Darkness Falls [Review: Dark Eden]

The people of Eden live in simple shelters surrounding a circle of stones where, only five generations earlier, their ancestors arrived from Earth in a stolen starship. The entire tribe is descended from two Earth astronauts - Tommy and Angela - who remained behind on the planet while the other three attempted to return, according to the True Story re-enacted by the children every year. The colonists are able to eat many of the local lifeforms but they are living in a small pocket of warmth and life within a crater, surrounded by cold mountain walls, and as more children are born the food is already becoming scarce.

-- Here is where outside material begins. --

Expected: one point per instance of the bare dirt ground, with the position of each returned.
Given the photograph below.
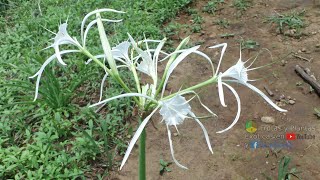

Dark Eden is the first of Chris Beckett's trilogy set on the sunless world of Eden, located across the galaxy and reachable only by a physics-defying starship that took a generation to build. While many characters are introduced, the novel centres on John Redlantern, a restless young man who chooses to leave the Circle to seek new sources of food, defying the wisdom of the elders who insist on living within reach of the landing site so that they can be found when rescue comes. 

The novel explores the way that historical events can grow into mythology or religion, as well as the inevitable battles between change and the status quo, and the difficulty in keeping to a well-intentioned moral system. In the process two worlds are created in deep convincing detail - the alien ecosystem of Eden, with bioluminous lifeforms all dependent on the "trees" that constantly pump up heat from the core of the planet; and the society of the humans with their Earth beliefs, their simple morals, child-like language and genetics - due to the small and incestuous gene-pool, genetic defects such as "batfaces" (cleft palate) and "clawfeet" recur in each generation. The title is apt - this is truly a dark vision of a desperate society.